Figure 6. BLA synchronizes with mPFC in the periphery and increases firing in the center of the open field

(a) Fold increase in BLA theta power (compared to familiar environment) and (b) change in theta power correlation between BLA and mPFC as a function of center avoidance in the open field. *, p < 0.05, **, p < 0.01 for linear correlation (black line). (c) BLA firing rate as a function of Distance from the center on the open field for Anxious (black, R= − 0.6344, p<.001) and Non-Anxious animals (grey, R=− 0.3294, p>.05) (d) Fold change in BLA spike rate in center compared to periphery for multiunit recordings from Anxious (left) and Non-Anxious (right) animals. Firing rate increased by 7.55 ± 3.53 Hz (paired ttest, p<0.05) for the Anxious animals (left inset), whereas it did not change for the Non-Anxious animals (right inset, 1.33 ± 1.23 Hz increase, paired ttest, p >0.05) (e) In Anxious animals, normalized mean mPFC (black line) and BLA (blue line) theta power f increase as they travel from the center to the periphery of the open field. (f) Anxious animals' normalized BLA spike- mPFC field (blue line, left axis) and BLA field- mPFC field (green line, right axis) coherence increase with the distance from the center (faded bands, +/− sem).

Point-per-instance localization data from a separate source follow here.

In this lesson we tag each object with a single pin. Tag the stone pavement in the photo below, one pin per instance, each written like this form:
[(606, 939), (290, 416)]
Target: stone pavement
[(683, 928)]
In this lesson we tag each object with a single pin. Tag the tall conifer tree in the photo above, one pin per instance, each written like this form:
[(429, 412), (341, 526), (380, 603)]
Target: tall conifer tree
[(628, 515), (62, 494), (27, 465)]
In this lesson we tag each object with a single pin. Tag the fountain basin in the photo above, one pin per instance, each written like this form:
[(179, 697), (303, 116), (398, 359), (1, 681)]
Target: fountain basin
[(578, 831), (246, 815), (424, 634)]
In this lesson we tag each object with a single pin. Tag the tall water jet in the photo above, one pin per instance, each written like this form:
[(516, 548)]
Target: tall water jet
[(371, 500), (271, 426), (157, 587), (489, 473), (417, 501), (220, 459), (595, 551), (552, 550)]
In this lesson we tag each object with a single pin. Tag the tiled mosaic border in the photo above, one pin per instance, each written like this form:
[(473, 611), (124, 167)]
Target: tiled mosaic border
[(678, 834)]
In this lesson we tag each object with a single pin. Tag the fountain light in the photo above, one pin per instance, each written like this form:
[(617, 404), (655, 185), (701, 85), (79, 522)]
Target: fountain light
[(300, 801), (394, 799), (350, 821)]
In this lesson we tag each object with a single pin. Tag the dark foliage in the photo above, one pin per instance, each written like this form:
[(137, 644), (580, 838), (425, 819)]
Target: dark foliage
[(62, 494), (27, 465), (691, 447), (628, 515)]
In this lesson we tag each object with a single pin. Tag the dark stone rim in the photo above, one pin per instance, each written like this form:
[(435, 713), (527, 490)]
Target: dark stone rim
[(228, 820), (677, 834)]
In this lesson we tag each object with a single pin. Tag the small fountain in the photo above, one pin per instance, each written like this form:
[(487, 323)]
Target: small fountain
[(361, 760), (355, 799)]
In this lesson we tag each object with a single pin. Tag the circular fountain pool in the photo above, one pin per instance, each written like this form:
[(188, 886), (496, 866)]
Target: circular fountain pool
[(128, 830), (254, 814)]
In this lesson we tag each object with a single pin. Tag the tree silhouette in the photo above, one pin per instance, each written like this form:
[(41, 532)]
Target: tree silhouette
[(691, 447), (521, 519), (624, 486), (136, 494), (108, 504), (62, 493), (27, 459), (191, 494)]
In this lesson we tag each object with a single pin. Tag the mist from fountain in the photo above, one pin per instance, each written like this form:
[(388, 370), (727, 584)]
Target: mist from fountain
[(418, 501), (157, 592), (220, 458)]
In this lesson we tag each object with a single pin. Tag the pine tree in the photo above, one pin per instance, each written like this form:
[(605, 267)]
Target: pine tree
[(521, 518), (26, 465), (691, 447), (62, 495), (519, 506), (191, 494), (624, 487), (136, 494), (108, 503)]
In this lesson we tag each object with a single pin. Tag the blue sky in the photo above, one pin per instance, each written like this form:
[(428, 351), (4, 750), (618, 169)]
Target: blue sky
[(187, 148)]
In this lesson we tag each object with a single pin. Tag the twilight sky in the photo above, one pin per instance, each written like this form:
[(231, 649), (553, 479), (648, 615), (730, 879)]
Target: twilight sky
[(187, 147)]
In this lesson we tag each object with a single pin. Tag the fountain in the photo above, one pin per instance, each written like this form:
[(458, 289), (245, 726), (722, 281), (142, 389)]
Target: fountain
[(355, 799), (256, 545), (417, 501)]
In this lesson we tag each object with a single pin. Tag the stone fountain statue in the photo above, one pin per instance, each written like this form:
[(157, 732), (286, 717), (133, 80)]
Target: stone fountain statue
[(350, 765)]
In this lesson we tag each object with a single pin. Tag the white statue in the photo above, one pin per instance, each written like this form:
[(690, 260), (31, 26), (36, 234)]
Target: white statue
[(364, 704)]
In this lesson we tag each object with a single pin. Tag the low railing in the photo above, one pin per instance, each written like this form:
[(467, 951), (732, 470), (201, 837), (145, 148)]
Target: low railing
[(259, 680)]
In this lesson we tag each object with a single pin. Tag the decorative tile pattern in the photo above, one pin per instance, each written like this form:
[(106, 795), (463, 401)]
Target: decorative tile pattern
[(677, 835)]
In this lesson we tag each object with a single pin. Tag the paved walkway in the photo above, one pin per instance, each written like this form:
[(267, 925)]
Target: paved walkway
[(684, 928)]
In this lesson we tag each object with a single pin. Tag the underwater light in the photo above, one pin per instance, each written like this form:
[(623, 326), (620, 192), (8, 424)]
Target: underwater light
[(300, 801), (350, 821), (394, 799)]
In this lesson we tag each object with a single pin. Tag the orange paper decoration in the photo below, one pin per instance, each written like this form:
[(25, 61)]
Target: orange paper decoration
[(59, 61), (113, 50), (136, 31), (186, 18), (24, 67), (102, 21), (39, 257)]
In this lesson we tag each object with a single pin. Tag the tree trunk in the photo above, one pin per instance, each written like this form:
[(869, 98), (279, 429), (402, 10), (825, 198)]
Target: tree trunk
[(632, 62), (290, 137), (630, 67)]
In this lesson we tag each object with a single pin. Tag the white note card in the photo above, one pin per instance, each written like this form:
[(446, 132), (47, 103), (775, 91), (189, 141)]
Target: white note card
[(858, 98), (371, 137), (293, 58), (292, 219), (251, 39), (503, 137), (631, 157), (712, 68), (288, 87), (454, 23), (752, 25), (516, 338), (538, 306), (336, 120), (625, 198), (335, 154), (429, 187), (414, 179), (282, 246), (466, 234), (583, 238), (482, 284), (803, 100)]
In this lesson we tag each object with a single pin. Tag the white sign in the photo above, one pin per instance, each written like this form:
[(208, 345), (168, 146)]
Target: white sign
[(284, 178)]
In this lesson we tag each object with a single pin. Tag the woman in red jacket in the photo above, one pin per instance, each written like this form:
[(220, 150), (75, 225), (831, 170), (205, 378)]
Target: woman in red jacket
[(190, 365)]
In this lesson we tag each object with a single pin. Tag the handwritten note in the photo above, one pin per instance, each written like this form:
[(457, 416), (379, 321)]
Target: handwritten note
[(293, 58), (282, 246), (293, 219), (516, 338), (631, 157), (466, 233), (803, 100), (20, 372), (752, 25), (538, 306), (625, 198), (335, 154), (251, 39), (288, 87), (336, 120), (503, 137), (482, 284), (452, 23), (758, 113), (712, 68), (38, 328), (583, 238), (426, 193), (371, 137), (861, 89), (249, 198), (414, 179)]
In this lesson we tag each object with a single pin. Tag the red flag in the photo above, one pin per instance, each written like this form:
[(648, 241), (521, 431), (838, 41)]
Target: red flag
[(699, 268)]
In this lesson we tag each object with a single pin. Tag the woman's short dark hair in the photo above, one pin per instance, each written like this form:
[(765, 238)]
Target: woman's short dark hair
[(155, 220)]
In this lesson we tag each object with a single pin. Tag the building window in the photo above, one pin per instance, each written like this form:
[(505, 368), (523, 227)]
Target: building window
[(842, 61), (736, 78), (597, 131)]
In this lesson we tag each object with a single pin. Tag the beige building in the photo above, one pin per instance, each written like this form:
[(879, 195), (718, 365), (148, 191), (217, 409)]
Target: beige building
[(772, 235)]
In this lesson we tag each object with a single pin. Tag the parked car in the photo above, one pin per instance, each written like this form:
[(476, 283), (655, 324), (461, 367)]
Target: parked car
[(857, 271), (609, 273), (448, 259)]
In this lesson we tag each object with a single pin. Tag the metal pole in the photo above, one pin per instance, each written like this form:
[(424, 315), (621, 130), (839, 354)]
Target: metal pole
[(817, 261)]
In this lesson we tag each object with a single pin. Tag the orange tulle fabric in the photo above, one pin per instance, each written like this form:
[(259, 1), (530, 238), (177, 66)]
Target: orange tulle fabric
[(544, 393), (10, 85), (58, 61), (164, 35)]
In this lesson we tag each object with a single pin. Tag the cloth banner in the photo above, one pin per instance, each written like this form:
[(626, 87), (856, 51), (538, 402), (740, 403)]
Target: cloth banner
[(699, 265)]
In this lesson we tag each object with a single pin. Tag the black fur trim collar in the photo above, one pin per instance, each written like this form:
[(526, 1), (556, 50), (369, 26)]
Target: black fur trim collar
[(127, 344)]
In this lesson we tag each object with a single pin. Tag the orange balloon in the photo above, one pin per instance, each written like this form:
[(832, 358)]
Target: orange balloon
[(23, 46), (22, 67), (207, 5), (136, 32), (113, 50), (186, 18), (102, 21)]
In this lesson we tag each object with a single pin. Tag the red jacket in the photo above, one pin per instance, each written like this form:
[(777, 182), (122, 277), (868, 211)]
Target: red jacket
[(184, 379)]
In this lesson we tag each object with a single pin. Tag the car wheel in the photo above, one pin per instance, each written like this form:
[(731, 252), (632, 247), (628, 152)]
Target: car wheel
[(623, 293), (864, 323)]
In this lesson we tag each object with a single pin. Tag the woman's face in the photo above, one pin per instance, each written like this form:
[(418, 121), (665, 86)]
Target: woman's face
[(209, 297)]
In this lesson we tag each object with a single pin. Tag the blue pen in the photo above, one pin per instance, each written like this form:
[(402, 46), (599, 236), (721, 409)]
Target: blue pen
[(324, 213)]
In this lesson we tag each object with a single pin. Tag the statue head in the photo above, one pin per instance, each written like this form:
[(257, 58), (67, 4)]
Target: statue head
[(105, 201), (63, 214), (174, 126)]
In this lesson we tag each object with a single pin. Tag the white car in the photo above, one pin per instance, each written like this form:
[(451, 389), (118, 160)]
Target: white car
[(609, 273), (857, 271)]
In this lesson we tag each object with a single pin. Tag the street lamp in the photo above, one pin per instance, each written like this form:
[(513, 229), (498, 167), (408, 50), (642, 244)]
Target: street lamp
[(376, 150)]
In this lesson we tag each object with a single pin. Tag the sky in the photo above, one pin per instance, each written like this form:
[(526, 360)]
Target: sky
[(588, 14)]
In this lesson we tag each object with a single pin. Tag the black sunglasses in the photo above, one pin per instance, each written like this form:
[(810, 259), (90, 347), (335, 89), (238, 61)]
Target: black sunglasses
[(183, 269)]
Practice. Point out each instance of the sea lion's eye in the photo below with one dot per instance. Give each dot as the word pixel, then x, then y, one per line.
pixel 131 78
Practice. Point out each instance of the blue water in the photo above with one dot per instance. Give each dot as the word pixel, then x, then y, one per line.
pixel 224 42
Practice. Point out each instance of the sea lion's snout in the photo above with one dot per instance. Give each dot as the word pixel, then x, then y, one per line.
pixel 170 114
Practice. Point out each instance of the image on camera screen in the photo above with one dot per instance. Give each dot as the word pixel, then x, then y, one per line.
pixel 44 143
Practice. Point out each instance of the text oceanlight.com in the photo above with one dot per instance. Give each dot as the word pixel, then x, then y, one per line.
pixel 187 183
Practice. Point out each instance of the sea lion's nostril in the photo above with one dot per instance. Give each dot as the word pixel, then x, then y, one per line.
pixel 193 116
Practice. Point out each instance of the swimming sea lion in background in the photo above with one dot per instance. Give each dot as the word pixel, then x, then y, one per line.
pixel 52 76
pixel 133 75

Figure 7. BLA-mPFC activity predicts center-periphery transitions of Anxious animals

(a, b, top panels), Animals’ position during the transitions from the periphery to the center (left) and center to the periphery (right) as a function of time (transition occurred at zero, 5 seconds of data on both sides of the transition are shown). Red area, center of the open field, blue area, periphery of the open field. (a,b, bottom panels) Mean +/− sem (faded bands) BLA firing rate for Anxious and Non-anxious animals as they transition into (left) and out of (right) the center. Only the Anxious animals show a significant increase in BLA firing as they are going towards the center. +/−2 sec around transition point were compared to 3 sec of baseline (−5 to −2s). Bonferoni-corrected (p<.00042 [p<0.05/120]) significant bins were identified (darker significance line). All time bins adjacent to the point-wise significant bins were tested for global significance (p<0.05, lighter significance lines), see Statistics. (c,d) Anxious animals: BLA-mPFC coherograms as the animals are entering the center (c) or the periphery (d). Black line, average theta coherence during the transitions, white contours, ranksum p<0.05, comparing +/−2 sec around transition point to baseline (e,f) Anxious animals: mean theta power BLA and mPFC +/− sem (faded bands) during transitions into (e) and out of (f) the center. Darker significance lines show point-wise significance (signrank, p<.0039) for at least two consecutive bins, lighter significance lines, globally significant (signrank, p<.05) bins adjacent to the point-wise significant bins (see Statistics).

Figure 8. mPFC-to-BLA directionality in Anxious animals predicts safety in a test of innate anxiety

Strength of phase-locking of BLA MUA to mPFC theta oscillations as a function of lag in the periphery (right) and center (left) of the open field in Anxious animals. Conventions as in Figure 4d.